The window above and to the left of us broke. Shards of glass and wood cascaded to the floor. A vampire fell into the room, its mind a hot spark in front of me. It landed on all fours, old, gaunt, and inhuman. A sharp bone crest protruded from its back. Another ancient one.
The vamp shot forward and then stopped abruptly.
“I’m still . . . a Master of the Dead,” Ghastek said from a blanket on the floor. “Kill it before I lose consciousness.”
I OPENED MY eyes. I lay on a blanket, wrapped in several layers of clothing.
I couldn’t see Curran. He’d been holding me for what felt like hours. Every time I woke up, he was there, but not now. Anxiety spiked.
Okay, I had to snap out of it. He wasn’t going to evaporate. He wasn’t a hallucination. He was here . . . somewhere.
Above me small hateful points of magic moved back and forth. Vampires. One, two . . . Nine. I pushed back the blankets. The room was mostly empty. Christopher napped, leaning against the wall. To my left Ghastek lay on his blankets. Robert, the alpha rat, sat next to him. No Curran or Jim. I also thought I saw Andrea, but that couldn’t be right. Andrea couldn’t be here. She was pregnant. She wouldn’t risk the baby.
A brown-eyed woman knelt by me. She was my age, with dark hair, a full mouth, and brown skin. She wore a black loose abaya, an Islamic-style robe, and a matching hijab, a wide scarf, draped over her head. She looked Arabic to me. I’d seen her before among Doolittle’s staff.
“Who are you?”
“My name is Nasrin.” She gently touched my face, examining my eyes. “I’m here to heal you.”
“Where’s Curran?”
“He’s checking the barricade,” Nasrin said. “Jim and others are standing guard there. How do you feel?”
What barricade? “The room isn’t blurry anymore.”

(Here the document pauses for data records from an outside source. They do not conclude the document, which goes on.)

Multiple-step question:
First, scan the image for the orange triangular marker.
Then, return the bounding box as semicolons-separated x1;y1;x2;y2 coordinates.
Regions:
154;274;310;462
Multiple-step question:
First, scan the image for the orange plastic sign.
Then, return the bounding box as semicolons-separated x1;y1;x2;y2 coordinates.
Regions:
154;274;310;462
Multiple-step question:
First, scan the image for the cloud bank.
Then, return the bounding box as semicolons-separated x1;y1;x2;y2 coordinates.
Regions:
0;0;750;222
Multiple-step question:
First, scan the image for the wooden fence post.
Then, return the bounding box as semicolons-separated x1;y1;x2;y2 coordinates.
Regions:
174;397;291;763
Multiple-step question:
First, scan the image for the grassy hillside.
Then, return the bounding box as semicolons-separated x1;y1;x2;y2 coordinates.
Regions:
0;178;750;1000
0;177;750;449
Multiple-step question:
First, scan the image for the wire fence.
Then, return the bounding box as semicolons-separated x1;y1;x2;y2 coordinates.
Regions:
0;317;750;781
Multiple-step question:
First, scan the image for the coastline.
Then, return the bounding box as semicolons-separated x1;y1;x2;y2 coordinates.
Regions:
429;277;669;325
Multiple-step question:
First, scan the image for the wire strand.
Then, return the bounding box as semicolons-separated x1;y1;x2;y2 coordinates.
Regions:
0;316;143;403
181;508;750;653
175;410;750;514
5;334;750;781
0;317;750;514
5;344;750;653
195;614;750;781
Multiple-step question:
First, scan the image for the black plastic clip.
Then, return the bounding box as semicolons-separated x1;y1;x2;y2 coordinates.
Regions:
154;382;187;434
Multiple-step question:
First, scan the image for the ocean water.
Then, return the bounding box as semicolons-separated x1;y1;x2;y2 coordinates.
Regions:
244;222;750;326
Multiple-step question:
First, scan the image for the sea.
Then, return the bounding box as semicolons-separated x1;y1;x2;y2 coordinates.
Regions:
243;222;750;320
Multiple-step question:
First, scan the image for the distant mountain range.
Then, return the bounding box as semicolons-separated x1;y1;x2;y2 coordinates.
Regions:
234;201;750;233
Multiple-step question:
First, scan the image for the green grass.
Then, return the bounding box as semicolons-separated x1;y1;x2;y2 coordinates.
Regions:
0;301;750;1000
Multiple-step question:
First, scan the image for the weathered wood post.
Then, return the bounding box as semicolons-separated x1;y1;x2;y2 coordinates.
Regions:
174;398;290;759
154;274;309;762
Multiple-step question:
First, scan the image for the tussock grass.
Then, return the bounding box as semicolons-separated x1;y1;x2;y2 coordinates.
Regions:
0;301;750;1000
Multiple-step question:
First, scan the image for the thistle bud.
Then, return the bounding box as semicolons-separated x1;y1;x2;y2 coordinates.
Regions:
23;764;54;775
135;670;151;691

She smiled. “That’s good. We’ve had a short magic wave, and I’ve worked on you a little.”
“I think I remember.”
I had passed out at some point, but Curran woke me up every five minutes to eat. At first it was broth, which I vomited once or twice. I vaguely remembered Andrea passing me a wet rag to clean my face and Nasrin murmuring something and holding a canteen to my lips. Whatever I’d drunk had made me feel better. Then I was given some mysterious concoction Doolittle had made up and sent with them especially in case we had been starved. I asked what was in it, and Christopher very seriously told me, “Forty-two percent dried skimmed milk, thirty-two percent edible oil, and twenty-five percent honey.” I was afraid to ask about the other one percent and I had trouble keeping it down. Then a magic wave came and someone chanted over me, and suddenly I was ravenous. I had gone through two quart containers of the stuff and my stomach wanted more, but I had passed out. It seemed like that whole sequence happened more than once, but I couldn’t be sure.
“What was in the bottle you gave me?” I asked.

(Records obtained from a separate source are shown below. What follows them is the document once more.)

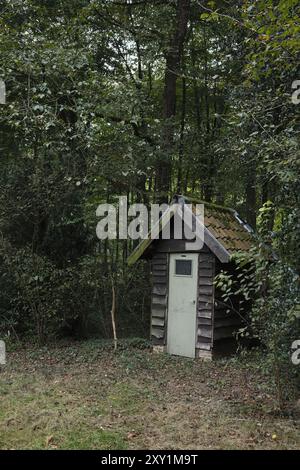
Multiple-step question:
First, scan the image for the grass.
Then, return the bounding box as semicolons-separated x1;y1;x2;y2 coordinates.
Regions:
0;341;300;450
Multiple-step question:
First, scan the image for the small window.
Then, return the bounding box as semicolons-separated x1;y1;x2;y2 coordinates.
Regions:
175;259;192;276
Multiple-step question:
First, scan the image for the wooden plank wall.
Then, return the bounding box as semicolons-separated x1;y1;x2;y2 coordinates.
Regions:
151;253;169;346
196;246;215;351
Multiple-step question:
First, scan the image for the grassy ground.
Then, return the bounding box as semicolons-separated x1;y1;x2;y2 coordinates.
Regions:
0;341;300;449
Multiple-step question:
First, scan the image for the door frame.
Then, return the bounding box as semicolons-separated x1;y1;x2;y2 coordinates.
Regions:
165;251;199;358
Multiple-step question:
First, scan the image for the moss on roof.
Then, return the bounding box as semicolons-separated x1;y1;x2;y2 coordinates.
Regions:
128;198;254;265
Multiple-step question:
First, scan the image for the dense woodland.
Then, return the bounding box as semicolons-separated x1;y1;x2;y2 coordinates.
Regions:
0;0;300;398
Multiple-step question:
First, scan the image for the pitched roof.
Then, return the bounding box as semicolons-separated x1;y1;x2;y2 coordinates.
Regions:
128;196;254;265
204;203;253;254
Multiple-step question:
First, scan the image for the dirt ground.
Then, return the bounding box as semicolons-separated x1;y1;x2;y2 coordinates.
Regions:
0;341;300;450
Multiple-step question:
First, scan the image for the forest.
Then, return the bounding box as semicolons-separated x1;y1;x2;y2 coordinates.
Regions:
0;0;300;452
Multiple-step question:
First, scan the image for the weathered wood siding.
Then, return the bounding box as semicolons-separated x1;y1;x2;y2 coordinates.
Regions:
196;246;215;351
151;253;169;346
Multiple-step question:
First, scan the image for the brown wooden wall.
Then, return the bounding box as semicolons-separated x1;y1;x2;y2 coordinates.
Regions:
196;250;215;351
151;244;245;356
151;253;169;346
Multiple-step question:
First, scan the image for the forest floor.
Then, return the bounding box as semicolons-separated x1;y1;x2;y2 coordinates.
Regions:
0;341;300;449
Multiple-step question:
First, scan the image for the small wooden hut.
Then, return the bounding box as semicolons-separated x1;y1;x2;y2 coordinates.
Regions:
128;196;254;359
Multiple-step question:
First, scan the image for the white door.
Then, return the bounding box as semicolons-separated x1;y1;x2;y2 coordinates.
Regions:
167;253;198;357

She smiled. She didn’t look a thing like Doolittle, but something about her communicated that same soothing confidence. “The water of Zamzam.”

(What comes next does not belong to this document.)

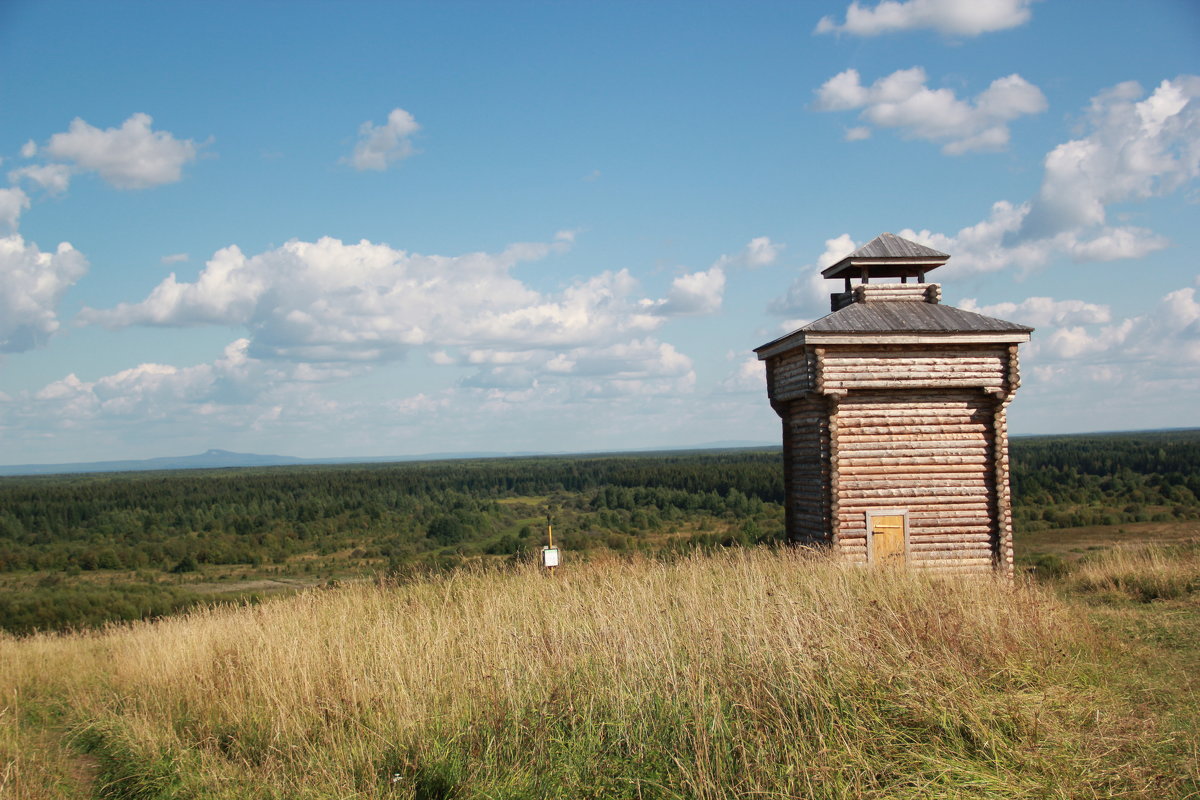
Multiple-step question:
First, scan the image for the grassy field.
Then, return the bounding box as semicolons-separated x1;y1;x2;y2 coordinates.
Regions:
0;531;1200;799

“The blessed water from Mecca?”
“Yes.” She nodded with a small smile and held a bottle to my lips. “Drink now.”
I took a sip.
“When Prophet Ibrahim cast Hajar and their infant son, Ismail, out into the barren wilderness of Makkah, he left them there with only a bag of dates and a leather bag of water.” Nasrin touched my forehead. “No fever. That is good. When all the water was gone, Ismail cried for he was thirsty, and Hajar began to search for water. She climbed the mountains and walked the valleys, but the land was barren. Any dizziness?”
“No.”
“That’s good also. Finally at Mount al-Marwah Hajar thought she heard a voice and called out to it, begging for help. Angel Jibril descended to the ground, brushed it with his wing, and the spring of Zamzam poured forth. Its water satisfies both thirst and hunger.” Nasrin smiled again. “We brought some of it home with us when my family went on a holy pilgrimage. My medmagic encourages the body to heal itself by making it metabolize food at an accelerated rate. You had no wounds, so as your body absorbed the nutrients, they all went directly to where they were supposed to go and the water sped up the process even further. If we can keep this up, you’ll be walking soon. Not too bad for thirty-six hours of treatment, and it looks like we might have avoided refeeding syndrome. Without magic, restoring your strength would take a few weeks.”